New Kaliningrad identity

A significant part of the Russian-speaking population, numerically dominant in the Kaliningrad region, has also formed its own local-patriotic narrative. This narrative is based on an attempt to appropriate the pre-Russian history of the region. It is quite clearly articulated on the Russian-language website “Our Homeland — East Prussia” dedicated to the history of Kaliningrad Oblast: “The landscape of East Prussia is unchanging. There is no point in denying that the country, which has become our homeland, is an integral part of 700 years of German history and the whole European culture. In the post-war half-century, three generations of people have grown up in the north of East Prussia, forming a new Prussian ethnos. The ambiguity of the concept of “homeland” is an obstacle for many people to realize it. But hopefully, soon the natural territorial identification will be strengthened in the minds of those born on this land after the war, and its fate will be in the hands of people who are proud of and love their homeland — East Prussia”.

In search of a new local identity, some Kaliningrad activists would even show interest in attempts to revitalize the Prussian language, which died out in the 18th century, and in neo-paganism, based on the reconstruction of the religion of the ancient Prussians and promoted through modern music.

However, the construction of a new “East Prussian” local narrative manifested itself not only in local history and youth subculture, but also in the purely political sphere. At the end of 1993, the Baltic Republican Party (BRP) was founded, which proclaimed its goal to upgrade the status of Kaliningrad Oblast to the level of a republic within the Russian Federation, although it did not seek to restore the German character of the region.

In the 2000 elections, the BRP won one seat (out of 31) in the Kaliningrad Regional Duma. However, the BRP was banned after Russia adopted the law “On Political Parties” in 2001, which outlawed all regional political parties. Some of its activists emigrated to the West. BRP leader Sergei Pasko (1951–2015) unsuccessfully tried to have the ban overturned through the Constitutional Court of the Russian Federation.

After his claim was rejected in 2005, the remaining activists in Kaliningrad Oblast established the public movement “Respublika” (“Republic”), whose program contained the same demands as those of the BRP. Over time, this movement has more and more come under the influence of the authorities. Thus, in 2010, activists of the “Respublika” movement picketed consulates of Western European countries in Kaliningrad under the slogan “Kaliningrad is a hostage of Europe”, demanding to ease the visa regime for the residents of the region. This action was supported by the governor. After the beginning of the full-scale invasion of Ukraine by the Russian Federation, the BRP members abroad became more active. They began to demand the creation of an independent Baltic Republic instead of turning Kaliningrad Oblast into a republic within the Russian Federation. The BRP joined the Free Nations of Post-Russia Forum and even held an online referendum on independence.

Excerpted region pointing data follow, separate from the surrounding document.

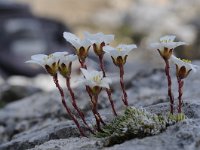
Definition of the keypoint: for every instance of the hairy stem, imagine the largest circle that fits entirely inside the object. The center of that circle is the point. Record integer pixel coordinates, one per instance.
(170, 94)
(81, 114)
(83, 65)
(107, 90)
(95, 112)
(124, 98)
(55, 78)
(180, 93)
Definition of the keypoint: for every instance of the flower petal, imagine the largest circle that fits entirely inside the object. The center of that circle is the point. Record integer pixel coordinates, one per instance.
(167, 38)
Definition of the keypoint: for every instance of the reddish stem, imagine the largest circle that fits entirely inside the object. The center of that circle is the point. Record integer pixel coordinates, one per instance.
(124, 98)
(180, 92)
(55, 78)
(97, 116)
(170, 94)
(83, 65)
(75, 104)
(107, 90)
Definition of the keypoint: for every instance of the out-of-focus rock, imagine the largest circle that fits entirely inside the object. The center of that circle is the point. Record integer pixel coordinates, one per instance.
(23, 34)
(10, 93)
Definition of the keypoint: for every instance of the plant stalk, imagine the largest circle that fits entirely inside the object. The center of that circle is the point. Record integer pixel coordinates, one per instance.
(55, 78)
(81, 114)
(107, 90)
(170, 94)
(124, 97)
(180, 93)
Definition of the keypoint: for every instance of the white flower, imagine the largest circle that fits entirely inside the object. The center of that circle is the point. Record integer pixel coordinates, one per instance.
(49, 62)
(66, 59)
(183, 67)
(65, 63)
(120, 53)
(95, 78)
(99, 38)
(166, 45)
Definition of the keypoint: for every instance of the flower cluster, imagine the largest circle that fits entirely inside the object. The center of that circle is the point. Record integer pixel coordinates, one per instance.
(96, 81)
(165, 48)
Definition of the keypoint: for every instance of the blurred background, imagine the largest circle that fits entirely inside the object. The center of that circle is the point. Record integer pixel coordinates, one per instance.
(31, 27)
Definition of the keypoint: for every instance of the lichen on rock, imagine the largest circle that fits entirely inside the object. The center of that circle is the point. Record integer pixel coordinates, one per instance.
(133, 123)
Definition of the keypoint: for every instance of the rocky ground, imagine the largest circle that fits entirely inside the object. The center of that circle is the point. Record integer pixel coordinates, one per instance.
(39, 122)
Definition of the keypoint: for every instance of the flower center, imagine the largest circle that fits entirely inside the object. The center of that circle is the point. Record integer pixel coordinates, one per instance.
(186, 60)
(96, 79)
(119, 49)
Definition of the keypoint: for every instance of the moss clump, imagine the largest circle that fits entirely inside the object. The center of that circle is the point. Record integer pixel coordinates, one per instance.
(133, 123)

It is not ruled out that in the conditions of a serious domestic political crisis in the Russian Federation, the question of the political status of the Kaliningrad region will become a pressing issue in the foreseeable future. On the one hand, for its population, free economic interaction with Poland, Lithuania and other EU countries will literally become a matter of survival as soon as the government subsidies for ferry crossings cease. On the other hand, for EU countries, the continued existence of a Russian exclave in Europe will be a constant source of danger. The BRP currently operating outside the Russian Federation and the existing “Respublika” movement in the region are the vehicles of the idea of self-determination of Kaliningrad Oblast – Baltic Republic – East Prussia in one form or another, but necessarily in close contact with the EU countries. In the cultural and social aspect, this contact will also be facilitated by the still existing social structures in the region, which are connected with the German, Lithuanian and Polish national projects.

[1] Yulia Paramonova, “‘There is no Nazism at all’. How Kaliningrad is waging war on Lithuanian culture”, LRT, 25.7.22.